Such journeys are never easy. And yet, as disciples of Christ we walk this path of faith. Indeed, the early Christians were known as those who belonged to ‘The Way’ (Acts 9:2).
There is a passage in JRR Tolkien’s imaginative saga, The Lord of the Rings, which superbly captures how the hero’s path to destiny can be filled with a deep sense of weakness and agony. Tolkien writes of his hero, Frodo thus:
“Maybe Frodo felt it, not knowing it, as he had upon Amon Hen, even though he believed that Gandalf was gone, gone for ever into the shadow in Moria far away. He sat upon the ground for a long while, silent, his head bowed, striving to recall all that Gandalf had said to him. But for this choice he could recall no counsel. Indeed, Gandalf’s guidance had been taken from them too soon, too soon, while the Dark Land was still very far away. How they should enter it at the last Gandalf had not said. Perhaps he could not say. In the the stronghold of the Enemy in the North, into Dol Guldur, he had once ventured. But into Mordor, to the Mountain of Fire and to Barad-dur, since the Dark Lord rose in power again, had he ever journeyed there? Frodo did not think so. And here he was a little halfling from the Shire, a simple hobbit of the quiet countryside, expected to find a way where the great ones could not go, or dared not go. It was an evil fate. But he had taken it on himself in his own sitting-room in the far-off spring of another year, so remote now that it was like a chapter in a story of the world’s youth, when the Trees of Silver and Gold were still in bloom. This was an evil choice. Which way should he choose? And if both led to terror and death, what good lay in choice?” (The Lord of the Rings, ‘The Black Gate is Closed’).
As followers of Christ Jesus there may come occasions when we identify with such sentiments. Times when we find ourselves feeling weak, insignificant and overwhelmed with the choice that lies before us. But, remember we are followers of ‘The Way’. After all, we follow our Saviour who himself was in agony in the Garden of Gethsemane as he prayed ‘Father,…not my will but yours be done’.
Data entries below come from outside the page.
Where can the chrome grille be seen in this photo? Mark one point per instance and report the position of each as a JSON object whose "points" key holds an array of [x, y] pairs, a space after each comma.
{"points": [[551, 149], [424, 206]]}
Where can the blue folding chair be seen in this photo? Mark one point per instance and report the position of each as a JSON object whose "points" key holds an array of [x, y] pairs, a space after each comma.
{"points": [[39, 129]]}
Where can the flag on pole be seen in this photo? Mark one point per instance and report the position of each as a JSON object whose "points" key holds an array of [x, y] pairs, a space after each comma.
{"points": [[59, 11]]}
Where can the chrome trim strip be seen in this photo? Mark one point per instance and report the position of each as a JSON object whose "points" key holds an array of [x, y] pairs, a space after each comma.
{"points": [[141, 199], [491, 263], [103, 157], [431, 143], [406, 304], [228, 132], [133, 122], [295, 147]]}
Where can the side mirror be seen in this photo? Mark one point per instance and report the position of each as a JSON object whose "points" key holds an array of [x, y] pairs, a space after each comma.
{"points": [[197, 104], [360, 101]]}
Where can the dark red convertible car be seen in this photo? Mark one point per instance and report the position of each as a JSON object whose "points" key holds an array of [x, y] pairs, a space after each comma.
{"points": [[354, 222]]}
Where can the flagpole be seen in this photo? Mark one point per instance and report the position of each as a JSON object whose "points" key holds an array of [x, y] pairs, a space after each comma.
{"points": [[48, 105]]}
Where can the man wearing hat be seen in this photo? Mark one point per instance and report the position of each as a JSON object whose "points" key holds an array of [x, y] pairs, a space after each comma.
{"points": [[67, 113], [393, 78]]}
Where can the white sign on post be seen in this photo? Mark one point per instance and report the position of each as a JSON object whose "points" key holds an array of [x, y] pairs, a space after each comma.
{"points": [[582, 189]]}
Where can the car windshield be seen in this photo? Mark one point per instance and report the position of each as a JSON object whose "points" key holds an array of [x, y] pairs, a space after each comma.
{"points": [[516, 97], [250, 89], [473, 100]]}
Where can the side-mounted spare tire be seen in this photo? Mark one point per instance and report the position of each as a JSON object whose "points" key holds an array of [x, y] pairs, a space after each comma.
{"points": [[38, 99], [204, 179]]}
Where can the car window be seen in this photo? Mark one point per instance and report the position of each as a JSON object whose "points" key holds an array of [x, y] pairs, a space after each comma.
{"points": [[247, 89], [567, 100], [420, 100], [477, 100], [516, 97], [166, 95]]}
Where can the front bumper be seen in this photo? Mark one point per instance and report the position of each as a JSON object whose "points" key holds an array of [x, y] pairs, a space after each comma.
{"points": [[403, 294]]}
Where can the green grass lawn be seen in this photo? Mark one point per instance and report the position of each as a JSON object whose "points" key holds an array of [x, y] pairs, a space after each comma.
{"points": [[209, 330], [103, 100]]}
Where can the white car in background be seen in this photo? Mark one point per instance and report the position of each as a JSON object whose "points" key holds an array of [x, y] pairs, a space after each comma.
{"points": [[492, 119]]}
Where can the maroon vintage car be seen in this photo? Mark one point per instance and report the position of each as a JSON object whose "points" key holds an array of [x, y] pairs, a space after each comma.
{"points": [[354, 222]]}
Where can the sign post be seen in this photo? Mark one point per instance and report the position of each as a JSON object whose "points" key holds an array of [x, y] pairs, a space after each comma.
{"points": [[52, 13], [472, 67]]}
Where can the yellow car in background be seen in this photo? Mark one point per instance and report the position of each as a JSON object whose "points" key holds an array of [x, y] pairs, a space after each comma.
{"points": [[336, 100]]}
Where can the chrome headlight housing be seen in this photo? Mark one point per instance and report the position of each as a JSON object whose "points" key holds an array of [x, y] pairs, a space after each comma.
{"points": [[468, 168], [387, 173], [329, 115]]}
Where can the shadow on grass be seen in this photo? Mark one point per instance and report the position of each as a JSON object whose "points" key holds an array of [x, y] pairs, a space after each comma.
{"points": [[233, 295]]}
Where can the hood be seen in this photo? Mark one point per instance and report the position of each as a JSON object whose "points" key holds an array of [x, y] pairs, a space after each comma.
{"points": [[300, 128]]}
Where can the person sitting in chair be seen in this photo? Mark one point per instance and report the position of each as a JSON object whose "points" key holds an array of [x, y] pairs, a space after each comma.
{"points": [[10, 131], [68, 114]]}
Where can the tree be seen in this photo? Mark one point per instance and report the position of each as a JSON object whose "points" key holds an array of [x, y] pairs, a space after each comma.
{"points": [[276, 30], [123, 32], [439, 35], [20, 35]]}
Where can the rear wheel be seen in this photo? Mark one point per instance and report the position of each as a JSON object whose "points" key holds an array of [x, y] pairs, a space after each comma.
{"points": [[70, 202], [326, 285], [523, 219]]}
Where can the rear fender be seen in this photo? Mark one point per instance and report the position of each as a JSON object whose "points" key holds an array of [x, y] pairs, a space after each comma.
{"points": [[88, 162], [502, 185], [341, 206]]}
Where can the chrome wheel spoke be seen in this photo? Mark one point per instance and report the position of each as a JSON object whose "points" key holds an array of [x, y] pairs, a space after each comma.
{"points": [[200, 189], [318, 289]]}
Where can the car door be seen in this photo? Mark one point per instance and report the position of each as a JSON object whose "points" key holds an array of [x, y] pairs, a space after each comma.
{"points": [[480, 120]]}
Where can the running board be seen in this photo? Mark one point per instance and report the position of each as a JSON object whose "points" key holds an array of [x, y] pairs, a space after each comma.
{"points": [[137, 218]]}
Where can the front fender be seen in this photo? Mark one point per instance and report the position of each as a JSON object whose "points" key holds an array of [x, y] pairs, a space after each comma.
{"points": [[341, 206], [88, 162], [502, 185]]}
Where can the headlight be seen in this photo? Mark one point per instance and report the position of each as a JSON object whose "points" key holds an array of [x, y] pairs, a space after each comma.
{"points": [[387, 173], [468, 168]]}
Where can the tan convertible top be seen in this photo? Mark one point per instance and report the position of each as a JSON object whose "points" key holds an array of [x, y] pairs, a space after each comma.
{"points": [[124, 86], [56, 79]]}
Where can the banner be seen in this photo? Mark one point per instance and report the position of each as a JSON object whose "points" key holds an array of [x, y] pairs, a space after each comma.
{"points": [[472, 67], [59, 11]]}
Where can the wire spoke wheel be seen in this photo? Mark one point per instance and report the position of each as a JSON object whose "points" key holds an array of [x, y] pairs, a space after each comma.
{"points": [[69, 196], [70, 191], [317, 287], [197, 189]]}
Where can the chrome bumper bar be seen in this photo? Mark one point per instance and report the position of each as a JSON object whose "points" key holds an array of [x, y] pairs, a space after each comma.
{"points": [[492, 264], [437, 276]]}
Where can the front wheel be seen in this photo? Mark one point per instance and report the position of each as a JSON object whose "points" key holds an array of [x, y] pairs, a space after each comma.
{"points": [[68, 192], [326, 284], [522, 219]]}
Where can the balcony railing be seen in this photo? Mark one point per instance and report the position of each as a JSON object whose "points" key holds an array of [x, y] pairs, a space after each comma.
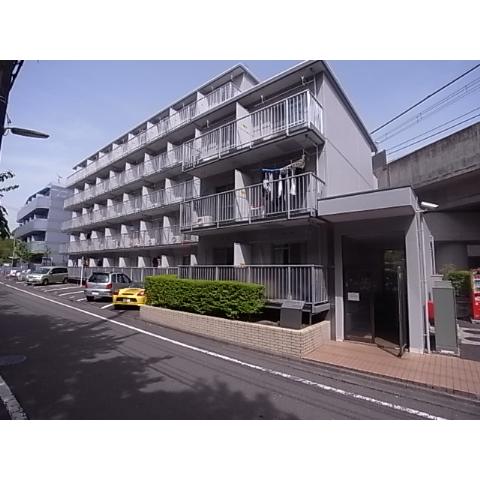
{"points": [[148, 238], [283, 117], [37, 202], [307, 283], [34, 225], [282, 282], [160, 198], [281, 198], [157, 131]]}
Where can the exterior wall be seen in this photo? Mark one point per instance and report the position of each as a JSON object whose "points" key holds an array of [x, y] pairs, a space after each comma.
{"points": [[347, 151], [281, 341]]}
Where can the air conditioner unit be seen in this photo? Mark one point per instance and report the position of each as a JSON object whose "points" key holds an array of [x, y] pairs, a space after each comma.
{"points": [[205, 221]]}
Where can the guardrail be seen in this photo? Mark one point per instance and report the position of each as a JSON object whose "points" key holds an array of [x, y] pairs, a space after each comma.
{"points": [[159, 130], [273, 199]]}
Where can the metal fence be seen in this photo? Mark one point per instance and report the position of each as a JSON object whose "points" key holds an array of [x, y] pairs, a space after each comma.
{"points": [[282, 282], [282, 197]]}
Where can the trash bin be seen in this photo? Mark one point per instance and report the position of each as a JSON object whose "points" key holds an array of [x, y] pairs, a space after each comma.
{"points": [[446, 340], [291, 314]]}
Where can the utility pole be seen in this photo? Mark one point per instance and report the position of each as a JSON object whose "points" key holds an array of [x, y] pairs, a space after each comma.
{"points": [[8, 72]]}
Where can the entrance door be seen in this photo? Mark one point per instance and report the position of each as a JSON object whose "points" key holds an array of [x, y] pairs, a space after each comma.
{"points": [[375, 292]]}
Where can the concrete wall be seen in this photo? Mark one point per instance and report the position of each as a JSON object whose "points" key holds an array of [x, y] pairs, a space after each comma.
{"points": [[450, 157], [281, 341], [347, 154]]}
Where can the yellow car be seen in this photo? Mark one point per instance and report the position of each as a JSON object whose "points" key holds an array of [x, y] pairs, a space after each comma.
{"points": [[131, 296]]}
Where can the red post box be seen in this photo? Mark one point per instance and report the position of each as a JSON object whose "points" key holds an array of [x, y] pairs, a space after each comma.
{"points": [[475, 295]]}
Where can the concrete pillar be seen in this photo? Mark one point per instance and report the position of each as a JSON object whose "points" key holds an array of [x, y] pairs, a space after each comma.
{"points": [[415, 286], [339, 320], [242, 254], [451, 253], [244, 125]]}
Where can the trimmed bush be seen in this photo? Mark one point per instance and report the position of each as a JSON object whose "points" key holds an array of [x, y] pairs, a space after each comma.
{"points": [[460, 280], [208, 297]]}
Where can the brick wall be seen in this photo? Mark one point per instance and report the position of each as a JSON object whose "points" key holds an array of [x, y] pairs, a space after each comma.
{"points": [[282, 341]]}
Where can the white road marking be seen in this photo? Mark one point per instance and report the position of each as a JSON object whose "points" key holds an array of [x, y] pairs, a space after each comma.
{"points": [[270, 371], [59, 289], [70, 293], [11, 404]]}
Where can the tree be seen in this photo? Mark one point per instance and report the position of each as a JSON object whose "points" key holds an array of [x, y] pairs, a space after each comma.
{"points": [[4, 230]]}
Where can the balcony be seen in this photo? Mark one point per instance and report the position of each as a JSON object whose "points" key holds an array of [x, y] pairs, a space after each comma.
{"points": [[149, 238], [34, 204], [286, 119], [37, 246], [136, 208], [34, 225], [280, 199], [157, 131], [146, 170]]}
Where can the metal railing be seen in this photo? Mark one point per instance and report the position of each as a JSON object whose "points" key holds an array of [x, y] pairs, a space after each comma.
{"points": [[159, 130], [137, 239], [279, 198], [296, 111], [282, 282], [307, 283], [136, 274], [167, 196]]}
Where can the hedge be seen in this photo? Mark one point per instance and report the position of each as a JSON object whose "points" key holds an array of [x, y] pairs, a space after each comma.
{"points": [[461, 282], [209, 297]]}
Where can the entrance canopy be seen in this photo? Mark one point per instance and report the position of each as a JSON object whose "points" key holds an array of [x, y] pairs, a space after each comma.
{"points": [[368, 205]]}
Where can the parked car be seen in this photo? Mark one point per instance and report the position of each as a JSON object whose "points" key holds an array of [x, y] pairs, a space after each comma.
{"points": [[22, 274], [134, 295], [102, 285], [48, 275]]}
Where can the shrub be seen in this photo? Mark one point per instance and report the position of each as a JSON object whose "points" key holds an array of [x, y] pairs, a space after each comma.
{"points": [[209, 297], [460, 280]]}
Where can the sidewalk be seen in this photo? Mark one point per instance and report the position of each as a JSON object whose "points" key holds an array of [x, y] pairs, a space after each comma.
{"points": [[453, 374]]}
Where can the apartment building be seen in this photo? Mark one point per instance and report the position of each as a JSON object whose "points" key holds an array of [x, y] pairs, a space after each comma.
{"points": [[40, 221], [268, 182]]}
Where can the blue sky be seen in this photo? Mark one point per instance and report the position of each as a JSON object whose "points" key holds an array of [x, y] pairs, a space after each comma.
{"points": [[83, 105]]}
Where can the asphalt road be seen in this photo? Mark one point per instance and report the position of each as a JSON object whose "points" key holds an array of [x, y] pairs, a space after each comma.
{"points": [[79, 364]]}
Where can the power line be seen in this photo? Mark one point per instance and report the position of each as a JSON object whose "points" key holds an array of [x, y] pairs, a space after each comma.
{"points": [[440, 105], [433, 129], [435, 134], [425, 99]]}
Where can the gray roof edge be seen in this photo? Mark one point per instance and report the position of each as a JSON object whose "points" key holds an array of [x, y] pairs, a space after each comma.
{"points": [[350, 107]]}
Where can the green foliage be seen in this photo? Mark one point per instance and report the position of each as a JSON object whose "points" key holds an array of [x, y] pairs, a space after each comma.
{"points": [[6, 249], [221, 298], [4, 230], [461, 281]]}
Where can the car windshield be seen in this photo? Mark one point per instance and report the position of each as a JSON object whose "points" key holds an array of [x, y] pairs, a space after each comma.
{"points": [[42, 271], [99, 278]]}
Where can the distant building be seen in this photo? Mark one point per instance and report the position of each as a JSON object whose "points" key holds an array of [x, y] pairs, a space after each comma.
{"points": [[445, 172], [40, 222]]}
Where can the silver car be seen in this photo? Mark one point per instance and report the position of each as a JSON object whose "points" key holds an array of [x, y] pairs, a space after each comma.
{"points": [[47, 275], [102, 285]]}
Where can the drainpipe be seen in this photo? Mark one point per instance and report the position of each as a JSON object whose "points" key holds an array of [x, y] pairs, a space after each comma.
{"points": [[425, 281]]}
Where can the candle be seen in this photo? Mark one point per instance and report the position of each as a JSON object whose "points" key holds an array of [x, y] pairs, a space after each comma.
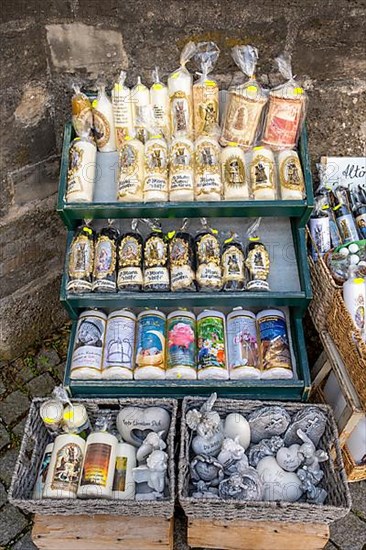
{"points": [[181, 174], [140, 97], [81, 173], [122, 109], [180, 84], [286, 110], [234, 173], [156, 170], [244, 103], [291, 178], [104, 122], [208, 172], [159, 102], [131, 171], [262, 174]]}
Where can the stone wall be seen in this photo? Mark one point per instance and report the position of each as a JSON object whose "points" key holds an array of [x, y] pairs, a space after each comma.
{"points": [[47, 46]]}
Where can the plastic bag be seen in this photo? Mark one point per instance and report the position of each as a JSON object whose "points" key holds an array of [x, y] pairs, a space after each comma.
{"points": [[286, 111], [206, 92]]}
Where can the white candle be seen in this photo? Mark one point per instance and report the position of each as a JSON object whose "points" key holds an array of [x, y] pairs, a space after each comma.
{"points": [[181, 174], [156, 170], [291, 178], [140, 97], [263, 174], [103, 119], [234, 173], [207, 166], [122, 109], [131, 171]]}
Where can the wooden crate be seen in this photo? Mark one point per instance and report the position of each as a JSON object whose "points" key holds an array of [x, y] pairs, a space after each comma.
{"points": [[96, 532], [256, 535]]}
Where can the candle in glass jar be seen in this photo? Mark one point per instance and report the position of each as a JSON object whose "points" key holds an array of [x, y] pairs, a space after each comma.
{"points": [[262, 174], [234, 173]]}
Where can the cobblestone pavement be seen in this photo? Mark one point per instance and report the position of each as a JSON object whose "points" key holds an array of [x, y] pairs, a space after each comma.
{"points": [[35, 375]]}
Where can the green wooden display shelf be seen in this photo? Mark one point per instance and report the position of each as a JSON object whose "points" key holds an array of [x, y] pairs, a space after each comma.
{"points": [[297, 389], [72, 213]]}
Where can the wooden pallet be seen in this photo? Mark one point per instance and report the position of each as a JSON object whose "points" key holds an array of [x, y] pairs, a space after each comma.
{"points": [[98, 532], [256, 535]]}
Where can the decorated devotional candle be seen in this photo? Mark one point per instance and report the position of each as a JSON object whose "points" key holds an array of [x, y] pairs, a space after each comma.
{"points": [[181, 345], [156, 170], [211, 346], [131, 171], [291, 179], [86, 361], [208, 185], [181, 173], [150, 345], [234, 173], [263, 174], [119, 345], [103, 118]]}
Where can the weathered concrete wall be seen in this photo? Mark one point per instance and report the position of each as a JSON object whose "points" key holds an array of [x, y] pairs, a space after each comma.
{"points": [[46, 46]]}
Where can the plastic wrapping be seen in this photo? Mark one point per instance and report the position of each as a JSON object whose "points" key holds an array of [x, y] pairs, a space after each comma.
{"points": [[286, 110], [206, 92], [245, 102]]}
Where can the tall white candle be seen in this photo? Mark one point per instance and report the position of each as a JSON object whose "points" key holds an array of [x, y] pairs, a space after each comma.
{"points": [[234, 173], [103, 119], [131, 171]]}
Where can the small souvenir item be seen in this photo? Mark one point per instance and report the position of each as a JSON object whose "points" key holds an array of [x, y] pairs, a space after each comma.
{"points": [[181, 173], [206, 92], [233, 265], [207, 247], [123, 482], [87, 354], [119, 345], [156, 169], [275, 347], [263, 174], [159, 102], [103, 118], [181, 260], [81, 173], [245, 102], [234, 173], [208, 185], [105, 260], [122, 110], [180, 85], [65, 467], [257, 262], [82, 114], [81, 260], [42, 472], [211, 340], [150, 345], [130, 260], [99, 462], [266, 422], [131, 171], [134, 423], [243, 352], [156, 272], [140, 97], [181, 349], [290, 175], [286, 111]]}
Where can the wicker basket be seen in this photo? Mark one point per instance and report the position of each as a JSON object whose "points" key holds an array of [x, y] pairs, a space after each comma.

Indeed, here too lies our answer and our path. For while we are a people walking the path of faith…and ‘faith is the assurance of things hoped for, the conviction of things not seen,’ now we see the Way is Jesus. And that knowledge brings us the deepest security and assurance. So the writer to the Hebrews gives us this exhortation:
“Let us run with endurance the race that is set before us, looking to Jesus, the founder and perfecter of our faith, who for the joy that was set before him endured he cross, despising the shame, and is seated at the right hand of the throne of God.” (Hebrews 12:2).